Je pense que plus on travaillera avec les ordinateurs dans le cadre de l’IA, plus on comprendra la richesse de l’homme, exprime Khai Minh Pham, optimiste. On positionnera l’homme à sa juste valeur par rapport à toutes les dimensions qu’il peut générer.

On vit une mutation aujourd’hui qui est un peu comparable à celle du Néolithique, croit pour sa part le philosophe Pierre Lévy, qui voit dans l’avènement de l’IA un bouleversement énorme.

Bien que la base de l’intelligence artificielle soit saine, il faut repenser notre rôle dans les différentes sphères de la société, suggère Philippe Queau, de l’Institut national de l’audiovisuel en France.

Une réflexion qui n’a pas été entreprise par les technocrates et inconditionnels de l’ordinateur, dénonce Paul M. Kennedy, du Département de sécurité internationale de l'Université Yale.

À court terme, on peut prévoir une amélioration de la qualité de vie pour ceux qui ont accès à un ordinateur, expose l’historien. Un fossé risque toutefois de se creuser entre les riches et les pauvres, en plus de l’isolement social que pourraient générer ces nouvelles technologies.

Notre extrait du reportage de l’émission Dossier laisse le mot de la fin à Herbert A. Simon, Prix Nobel d’économie, considéré comme l’un des pionniers de l’intelligence artificielle.

La seule question que peut se poser un scientifique est de savoir si en fin de compte, dans l'ensemble, il est préférable pour l'espèce humaine d'en savoir plus ou d'arrêter toute recherche.

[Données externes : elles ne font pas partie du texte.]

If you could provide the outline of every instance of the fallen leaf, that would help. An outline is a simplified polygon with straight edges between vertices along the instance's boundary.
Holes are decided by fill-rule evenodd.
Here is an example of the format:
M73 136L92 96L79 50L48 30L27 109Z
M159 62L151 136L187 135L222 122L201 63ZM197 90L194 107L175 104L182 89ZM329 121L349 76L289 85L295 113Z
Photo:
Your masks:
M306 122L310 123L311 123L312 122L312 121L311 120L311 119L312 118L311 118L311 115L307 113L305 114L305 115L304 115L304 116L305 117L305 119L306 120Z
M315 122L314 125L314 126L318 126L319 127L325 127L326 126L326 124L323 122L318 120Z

Une citation de Herbert A. Simon

Découverte, 3 septembre 2017

À l’émission Découverte du 3 septembre 2017, Danny Lemieux et Jeannita Richard recueillent les réflexions de Yoshua Bengio, Yann LeCun et Geoffrey Hinton, tous trois investis dans le domaine de l’apprentissage profond.

Les trois spécialistes s’expriment sur des enjeux tels que le marché du travail, l’expertise et les valeurs humaines à préserver ainsi que les dérives possibles de l’IA.

Le mariage entre la robotique et l'intelligence artificielle pose-t-il une menace sur l'emploi? Si l’intelligence artificielle peut être utilisée dans beaucoup de domaines, Yoshua Bengio évalue que ce sont généralement les emplois les moins bien payés qui en souffriront le plus.

Le directeur de l’Institut des algorithmes d'apprentissage de l’Université de Montréal croit que la société hésitera à déléguer à l’IA des fonctions qui requièrent de l'humanité, comme prendre soin d’enfants ou de personnes âgées.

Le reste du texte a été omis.